Sachverhalt:

Zu entscheiden war die Frage, ob in der PKV (Private Krankenversicherung) ein Leistungsanspruch auf Kostenübernahme einer sogenannten prädiktiven Gendiagnostik besteht. Dabei geht es um die – vorsorgliche – genetische Untersuchung einer äußerlich (noch) gesunden Person, die aber vorbeugend aufklären möchte, ob
bei ihr genetische Fehler vorliegen, die eine Disposition für eine Krankheit darstellen, die später ausbrechen könnte. Meist wird für diesen Aufklärungswunsch ein Anlass bestehen: z.B. früheres Auftreten genetisch bedingter Krankheiten im Verwandtenkreis.
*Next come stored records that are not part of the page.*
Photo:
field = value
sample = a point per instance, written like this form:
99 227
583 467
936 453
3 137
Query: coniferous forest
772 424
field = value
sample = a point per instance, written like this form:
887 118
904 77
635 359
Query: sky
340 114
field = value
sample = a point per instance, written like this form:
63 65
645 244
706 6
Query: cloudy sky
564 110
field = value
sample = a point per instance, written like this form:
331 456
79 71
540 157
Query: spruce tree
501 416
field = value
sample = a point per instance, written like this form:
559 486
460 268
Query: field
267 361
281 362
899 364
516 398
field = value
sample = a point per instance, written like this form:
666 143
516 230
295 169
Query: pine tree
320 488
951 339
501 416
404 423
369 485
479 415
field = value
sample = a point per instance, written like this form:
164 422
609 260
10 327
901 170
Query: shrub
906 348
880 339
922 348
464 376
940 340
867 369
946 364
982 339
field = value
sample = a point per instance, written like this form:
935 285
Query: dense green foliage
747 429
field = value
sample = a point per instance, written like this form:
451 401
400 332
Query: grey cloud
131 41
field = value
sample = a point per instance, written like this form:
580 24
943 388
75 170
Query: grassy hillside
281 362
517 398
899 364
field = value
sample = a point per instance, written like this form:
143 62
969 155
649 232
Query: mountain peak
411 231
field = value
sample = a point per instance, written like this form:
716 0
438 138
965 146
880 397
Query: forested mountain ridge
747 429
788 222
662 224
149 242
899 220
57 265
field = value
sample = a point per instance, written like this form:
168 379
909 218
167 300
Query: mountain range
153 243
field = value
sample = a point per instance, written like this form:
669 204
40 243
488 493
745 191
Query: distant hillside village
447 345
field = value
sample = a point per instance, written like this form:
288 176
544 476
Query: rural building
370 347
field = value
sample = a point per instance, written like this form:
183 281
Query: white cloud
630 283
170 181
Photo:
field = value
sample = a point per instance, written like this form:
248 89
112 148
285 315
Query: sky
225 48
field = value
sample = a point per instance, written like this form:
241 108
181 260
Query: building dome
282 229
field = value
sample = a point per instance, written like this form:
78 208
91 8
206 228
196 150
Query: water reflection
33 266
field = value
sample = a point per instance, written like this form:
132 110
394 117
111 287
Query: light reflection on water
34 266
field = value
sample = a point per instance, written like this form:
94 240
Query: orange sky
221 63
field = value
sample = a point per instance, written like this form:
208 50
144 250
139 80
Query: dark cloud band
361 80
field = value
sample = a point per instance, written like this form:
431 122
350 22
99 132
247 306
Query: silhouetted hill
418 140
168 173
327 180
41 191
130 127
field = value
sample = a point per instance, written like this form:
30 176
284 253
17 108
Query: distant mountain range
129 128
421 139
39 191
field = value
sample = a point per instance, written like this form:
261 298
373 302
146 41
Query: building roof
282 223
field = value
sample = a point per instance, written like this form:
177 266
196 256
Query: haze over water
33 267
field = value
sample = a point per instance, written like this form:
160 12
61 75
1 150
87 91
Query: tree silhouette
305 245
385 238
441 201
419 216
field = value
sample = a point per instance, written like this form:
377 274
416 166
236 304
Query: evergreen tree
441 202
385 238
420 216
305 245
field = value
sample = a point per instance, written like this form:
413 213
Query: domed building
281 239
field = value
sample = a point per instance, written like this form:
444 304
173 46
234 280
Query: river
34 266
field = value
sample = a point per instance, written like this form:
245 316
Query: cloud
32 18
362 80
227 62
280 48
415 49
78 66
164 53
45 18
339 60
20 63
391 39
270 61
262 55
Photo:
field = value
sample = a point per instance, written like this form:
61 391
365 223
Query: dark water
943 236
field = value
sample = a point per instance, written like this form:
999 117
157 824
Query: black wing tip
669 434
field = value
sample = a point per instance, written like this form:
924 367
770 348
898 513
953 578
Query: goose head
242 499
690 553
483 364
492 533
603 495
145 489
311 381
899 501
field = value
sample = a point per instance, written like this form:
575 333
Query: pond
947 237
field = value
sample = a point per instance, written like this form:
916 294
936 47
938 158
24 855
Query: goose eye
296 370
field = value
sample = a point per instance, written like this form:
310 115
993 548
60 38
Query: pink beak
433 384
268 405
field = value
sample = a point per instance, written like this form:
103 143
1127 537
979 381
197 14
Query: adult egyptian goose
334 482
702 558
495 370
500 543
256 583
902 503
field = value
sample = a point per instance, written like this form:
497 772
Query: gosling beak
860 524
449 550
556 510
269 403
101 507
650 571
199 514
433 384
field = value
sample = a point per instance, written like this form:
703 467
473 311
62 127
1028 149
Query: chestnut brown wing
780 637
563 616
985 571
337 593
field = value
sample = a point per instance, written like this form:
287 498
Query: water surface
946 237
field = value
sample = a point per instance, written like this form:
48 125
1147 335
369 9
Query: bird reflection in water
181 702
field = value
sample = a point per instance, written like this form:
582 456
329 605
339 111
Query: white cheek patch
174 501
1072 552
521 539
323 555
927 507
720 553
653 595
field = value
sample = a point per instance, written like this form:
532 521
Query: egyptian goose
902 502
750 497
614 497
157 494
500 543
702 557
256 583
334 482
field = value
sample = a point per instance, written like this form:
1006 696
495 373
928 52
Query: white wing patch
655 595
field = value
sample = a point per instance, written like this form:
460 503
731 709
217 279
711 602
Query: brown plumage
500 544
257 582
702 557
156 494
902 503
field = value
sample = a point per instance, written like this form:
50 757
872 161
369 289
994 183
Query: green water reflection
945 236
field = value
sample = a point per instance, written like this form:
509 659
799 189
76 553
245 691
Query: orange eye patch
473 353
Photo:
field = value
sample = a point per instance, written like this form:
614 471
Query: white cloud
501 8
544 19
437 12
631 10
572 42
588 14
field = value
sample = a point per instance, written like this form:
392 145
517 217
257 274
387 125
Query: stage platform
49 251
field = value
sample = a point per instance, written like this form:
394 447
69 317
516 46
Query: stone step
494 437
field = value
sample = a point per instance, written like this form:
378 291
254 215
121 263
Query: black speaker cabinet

Konkret ging es um die Frage eines erhöhten Krebsrisikos, nachdem im Familienkreis früher häufiger Karzinomerkrankungen aufgetreten waren.

Das Urteil – LG Stuttgart 19.12.12:

Das Landgericht verneinte einen Leistungsanspruch u.a. mit folgenden Erwägungen.

In der PKV sei gemäß § 192 VVG (Versicherungsvertragsgesetz)Versicherungsfall die medizinisch notwendige Heilbehandlung einer Krankheit der versicherten Person. Vorliegend sei eine Krankheit noch nicht ausgebrochen. Der Kläger sei (noch) gesund.

Zwar zählen auch ausnahmsweise Vorsorgeuntersuchungen zur Früherkennung von Krankheiten zum Katalog der Versicherungsleistungen gemäß § 192 VVG, aber nur dann, wenn dies nach gesetzlich eingeführten Programmen geschieht. Solche existieren aber nicht, so das LG Stuttgart.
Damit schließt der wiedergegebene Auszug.